Il projette une réunion de son bureau national pour trancher la question des fascicules, de même que les frais d’inscription et de réinscription, les jours à venir.

« Je souhaite que la Ministre soit ferme. Que les parents refusent d’acheter ces documents. Cependant si on estime que c’est nécessaire pour les élèves, qu’on réglemente et que le coût soit abordable pour tous », a-t-il souhaité.

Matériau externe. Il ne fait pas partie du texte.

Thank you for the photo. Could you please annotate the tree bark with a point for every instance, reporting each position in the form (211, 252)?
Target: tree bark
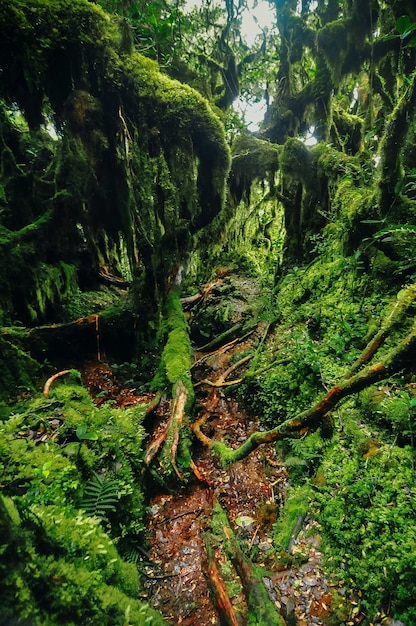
(311, 418)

Approchés pour en savoir davantage sur la vente des documents illégaux, les enseignants se défendent.  « Dans une classe, il peut avoir plusieurs documents pour la même discipline. Les autres peuvent servir de recherche ou d’exercice. L’enseignant va choisir un seul document et cela lui servira de document de classe. Il y a plusieurs document c’est vrai. Généralement quand le fascicule est fait par le conseil d’enseignement on souhaite que les élèves le prennent. Dans ces documents tout y est. Le cours et les exercices. Nous ne privilégions pas les élèves qui achètent au détriment de ceux qui n’en ont pas. Nous faisons comprendre aux parents qu’il y a un véritable intérêt économique pour les parents et utile pour les élèves. Nous n’acceptons pas que les enseignants le fassent individuellement c’est pourquoi nous sensibilisons les collègues qui le font. C’est vrai qu’il y a des brebis galeuses. Il peut avoir des collègues qui le font mais nous combattons cela », se défend Ekoun Kouassi, responsable syndical d’enseignant.

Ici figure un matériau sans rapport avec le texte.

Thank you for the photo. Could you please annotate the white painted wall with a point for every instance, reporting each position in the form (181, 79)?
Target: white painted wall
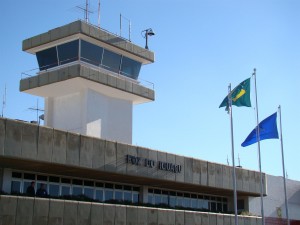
(91, 113)
(274, 202)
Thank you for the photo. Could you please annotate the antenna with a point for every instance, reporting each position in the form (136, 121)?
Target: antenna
(4, 101)
(99, 13)
(37, 109)
(85, 10)
(129, 26)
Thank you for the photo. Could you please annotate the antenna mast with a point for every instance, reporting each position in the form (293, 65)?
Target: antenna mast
(4, 101)
(99, 13)
(86, 11)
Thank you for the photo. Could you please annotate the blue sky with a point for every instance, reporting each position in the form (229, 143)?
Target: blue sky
(200, 47)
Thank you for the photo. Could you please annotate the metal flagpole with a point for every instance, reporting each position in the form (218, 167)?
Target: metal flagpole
(283, 169)
(259, 155)
(233, 161)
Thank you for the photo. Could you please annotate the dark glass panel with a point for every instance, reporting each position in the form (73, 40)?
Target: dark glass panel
(77, 181)
(41, 177)
(88, 183)
(54, 179)
(111, 61)
(29, 176)
(135, 198)
(16, 175)
(68, 52)
(54, 190)
(91, 53)
(15, 187)
(99, 195)
(127, 196)
(135, 188)
(77, 190)
(65, 190)
(47, 58)
(89, 192)
(130, 68)
(98, 184)
(66, 180)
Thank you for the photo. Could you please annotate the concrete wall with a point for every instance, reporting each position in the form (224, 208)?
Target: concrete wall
(27, 141)
(97, 76)
(274, 203)
(90, 31)
(31, 211)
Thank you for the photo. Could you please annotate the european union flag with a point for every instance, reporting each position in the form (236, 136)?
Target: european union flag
(267, 130)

Par ailleurs, il préconise : « Tous les collègues d’une même discipline doivent se réunir pour faire les fascicules de tous les niveaux. Notre travail est difficile, si on ne trouve pas des solutions on ne pourra pas terminer le programme ».

 Les fascicules autorisés doivent suivre une procédure normale. Il s’agit de les produire en conseil d’enseignement, les présenter à la direction de la pédagogie et de la formation continue pour que les inspecteurs généraux de la discipline puissent prendre connaissance du contenu, et le corriger si possible… avant validation.  Mais peu d’enseignants respectent cette consigne. Pourquoi ? « Parce qu’elle prend du temps », justifie Ekoun Kouassi. vivement l’application de mesures idoines pour réglementer cette montée d’anarchie qui perdure depuis des lustres, comme le souhaite Kadio Aka Claude.